Comment le radicalisme religieux s’est-il enraciné dans ce terreau ?
– C’est un phénomène qui prend souche dans un milieu radicalisé et conservateur sur le plan des mœurs. Les Rifains en veulent énormément au Maroc, et à leurs anciennes puissances coloniales. Ils réfutent souvent l’islam marocain dirigé par le roi. C’est l’histoire d’Abd el-Krim qui, lui-même, lors de son exil au Caire après 1947, est devenu un frère musulman. Cette population est souvent en rupture de ban par rapport à l’orthodoxie islamique marocaine.

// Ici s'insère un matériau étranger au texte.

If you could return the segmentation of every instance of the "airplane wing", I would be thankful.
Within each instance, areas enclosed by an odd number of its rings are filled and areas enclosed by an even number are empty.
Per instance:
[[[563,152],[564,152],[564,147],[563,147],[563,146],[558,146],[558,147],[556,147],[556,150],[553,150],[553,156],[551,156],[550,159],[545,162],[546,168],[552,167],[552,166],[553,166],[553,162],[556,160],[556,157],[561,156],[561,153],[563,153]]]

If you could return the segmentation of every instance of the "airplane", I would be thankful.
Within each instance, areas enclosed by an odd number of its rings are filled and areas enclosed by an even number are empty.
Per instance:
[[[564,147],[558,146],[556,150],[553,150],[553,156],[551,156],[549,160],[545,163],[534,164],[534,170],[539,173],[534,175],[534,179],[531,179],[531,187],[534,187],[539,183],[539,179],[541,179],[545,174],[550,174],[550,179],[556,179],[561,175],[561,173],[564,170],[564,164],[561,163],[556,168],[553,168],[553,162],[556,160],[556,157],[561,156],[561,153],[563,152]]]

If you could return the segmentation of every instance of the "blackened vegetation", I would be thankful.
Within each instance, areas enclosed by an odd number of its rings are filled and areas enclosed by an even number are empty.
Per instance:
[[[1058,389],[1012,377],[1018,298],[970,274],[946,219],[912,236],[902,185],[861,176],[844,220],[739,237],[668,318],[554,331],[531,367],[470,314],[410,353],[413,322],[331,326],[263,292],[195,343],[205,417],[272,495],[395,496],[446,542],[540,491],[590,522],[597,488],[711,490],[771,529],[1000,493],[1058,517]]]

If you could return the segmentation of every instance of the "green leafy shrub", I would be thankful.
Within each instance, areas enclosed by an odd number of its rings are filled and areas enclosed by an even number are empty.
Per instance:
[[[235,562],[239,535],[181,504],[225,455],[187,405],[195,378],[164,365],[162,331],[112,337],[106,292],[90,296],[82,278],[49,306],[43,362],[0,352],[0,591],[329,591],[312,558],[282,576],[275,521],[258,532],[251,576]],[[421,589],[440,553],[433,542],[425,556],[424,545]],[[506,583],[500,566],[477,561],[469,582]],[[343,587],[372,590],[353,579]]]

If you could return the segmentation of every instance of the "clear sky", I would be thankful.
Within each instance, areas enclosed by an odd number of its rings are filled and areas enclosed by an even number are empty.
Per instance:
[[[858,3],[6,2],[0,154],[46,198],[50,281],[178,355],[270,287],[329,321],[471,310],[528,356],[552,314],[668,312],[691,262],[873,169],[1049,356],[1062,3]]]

Le Rif est au départ une société berbère pieuse de confréries soufies. Mais les Rifains en exil se sont autonomisés progressivement, ont parfois connu une déshérence idéologique ou religieuse, et ont cherché de nouvelles affiliations. L’une d’elles est le salafisme, mais on trouve aussi le chiisme révolutionnaire ou l’islam des Frères musulmans.
Les prédicateurs salafistes en Europe, et en particulier en Belgique, ont ciblé les jeunes immigrés rifains et les ont culpabilisés à propos de la délinquance, les appelant à se racheter par une cause « sacrée ». Le terrain était particulièrement favorable. Et les Belges ont laissé faire, avec le résultat que l’on voit : on évoque le départ en Syrie de huit cents jeunes maroco-belges, un chiffre proportionnellement record en Europe.
Pourquoi avoir ainsi fermé les yeux ?
– Les Belges n’ont aucune expérience coloniale dans le monde arabe, ne connaissent au départ rien à l’islam. C’est, comme la France, un pays laïque. La religion y est donc une affaire privée. Et puis, contrairement à la France, la Belgique n’a pas laissé travailler les policiers marocains. Leur calcul était sensiblement le même que celui des Britanniques avec leur « Londonistan » des années 1990 : on n’intervient pas, on laisse faire les islamistes, et ainsi on sera protégé. Et cela se retourne contre eux, comme cela a fini aussi par déraper en Grande-Bretagne avec les attentats de Londres en 2005.
Il est nécessaire de prendre en compte cette dynamique rifaine – totalement étrangère à ce qui s’est passé en janvier 2015 à Paris – dans la lutte contre Daech. L’Etat islamique a construit un discours de radicalité religieuse, mais il s’appuie sur un faisceau de causes religieuses, politiques, d’idéologie et de réseaux criminels qu’il est urgent de démêler.